On 16 October 2019 6:29:29 pm AEDT, Cyborg via Exim-users <exim-users@exim.org> 
wrote:
>
>Nospam2k <nospa...@gmail.com> (Mi 16 Okt 2019 08:05:05 CEST):
>>> Perhaps I should go about this a different way. I am going to be
>hosting multiple domains. Since it seems that $tls_in_sni is returning
>blank and/or can be unreliable, what is the best way to handle things?
>To just use a default domain for handling mail? For example, use
>mail.myhosting.com <http://mail.myhosting.com/> for everything instead
>of mail.mysite.com <http://mail.mysite.com/>?
>
>I can understand that you wanne use the domains own TLS Cert, but SMTP
>TLS isn't about authentity, it's about encryption.
>
>The cert, your mailserver presents, must match the name of the hostname
>your mailserver has and which he presents to others. It's 100% ok to
>use
>the hosts cert in TLS, as long as you have that name in your MX.

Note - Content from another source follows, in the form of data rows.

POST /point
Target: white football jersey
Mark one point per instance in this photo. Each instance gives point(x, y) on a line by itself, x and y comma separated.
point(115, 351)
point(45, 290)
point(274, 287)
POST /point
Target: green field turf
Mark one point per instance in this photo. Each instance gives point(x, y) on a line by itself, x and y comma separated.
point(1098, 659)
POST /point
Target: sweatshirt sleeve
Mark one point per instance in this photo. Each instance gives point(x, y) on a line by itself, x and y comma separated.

I don't think that SNI is remotely useful for    mx traffic. Unless you're 
using dnssec you can't trust that a hostname appearing in an MX response is 
legitimate. If you're wanting to somehow tie the mail server to a legitimate 
certificate where it somehow reflects the recipient address then the only 
trustworthy value is the domain name of that address itself. For this reason a 
better option for authentication of mx records and mail servers is checking 
DANE/TLSA.

Where SNI becomes useful is for submission services. I believe many recent MUAs 
will send the server name extension in their TLS handshake to match what was 
added into the outgoing server setting. If this doesn't match then most will 
display a security warning similar to the way browsers do.